Do not wear a medical mask unless you are sick. These need for nurses and doctors in clinics and hospitals. If healthcare workers don’t have enough masks, they will get Covid-19 and there will be no one to look after the people who are sick. If you are sick and coughing, then you should also wear a clean medical mask which a healthcare worker can give you to protect the people around you.


Fake: Gloves protect you from getting Covid-19.

Fact: It is often better not to wear gloves at all and to wash your hands with soap and water after touching anything and definitely before touching your face or touching food. If you wear gloves and touch one thing and then another, you will just spread Covid-19 from one thing to another. You would need to have enough pairs of gloves to change them after each time you touch something. You cannot re-wear dirty gloves, as Covid-19 can stay on the gloves for more than 8 hours.


Fake: Only white people get Covid-19.

Fact: Everyone is susceptible to Covid-19. All ages, genders, races, and cultures living in South Africa can get it. It is similar to flu, in that all humans can get it. Unlike flu where some people may have some immunity against it, no one has immunity against Covid-19.


Fake: Chloroquine and ARVs treat or prevent Covid-19.

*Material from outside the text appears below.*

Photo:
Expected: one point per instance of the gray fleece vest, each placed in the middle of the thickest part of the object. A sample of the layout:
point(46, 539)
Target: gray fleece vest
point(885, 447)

Fact: No treatment has yet proven to work effectively on Covid-19. In some studies, chloroquine and ARVs have shown some benefit but in other studies, they have not. More studies are needed. Trials are ongoing and have been started in South Africa as well as many other countries in the world.


Fake: Only people like that get Covid-19. It’s because of them that we are suffering.

Fact: There is nothing to be embarrassed about if you get Covid-19 and no reason to judge people who get it. Anyone can get it as it does not discriminate between race, culture, gender or nationality. You wouldn’t discriminate against someone who gets a cough or flu, why would you discriminate against someone who gets Covid-19?


Fake: There’s no treatment, so you can never get better if you get Covid-19.

Fact: There is no specific treatment currently, but around 98 percent of people will recover as their own immune systems will fight the virus. However, about 20 percent of people will need to go to hospital for extra support and oxygen, and around 2 percent will die.


Fake: People with HIV will die from Covid-19.

Fact: We do not know exactly how people with HIV will respond to Covid-19 as there have not been sufficient cases worldwide yet, but the South African medical fraternity believes that HIV infected people who are taking their ARVs and have a suppressed viral load and a good CD4 count should cope as well as people without HIV. If you want to know your HIV status, you can go to your healthcare facility to test, even during the lockdown. However, people who are not taking their ARVs, may be at higher risk of severe disease from Covid-19. Remember to take and collect your medicine. It’s very important if you are HIV positive.


Fake: Covid-19 won’t affect people living in hot climates.

Fact: This is untrue as people in South Africa have become infected with Covid-19 even when the weather has been hot. Neither hot nor cold weather can prevent you from getting Covid-19.


Fake: The world is over-reacting to Covid-19 and it is just like the flu

Fact: Covid-19 has a higher death rate and spreads much more quickly and easily than normal flu and therefore can lead to high numbers of deaths in a short space of time.


Right to Care is supporting the Department of Health regarding the Covid-19 pandemic in many ways ranging from training and technical assistance to disaster management and contact tracing.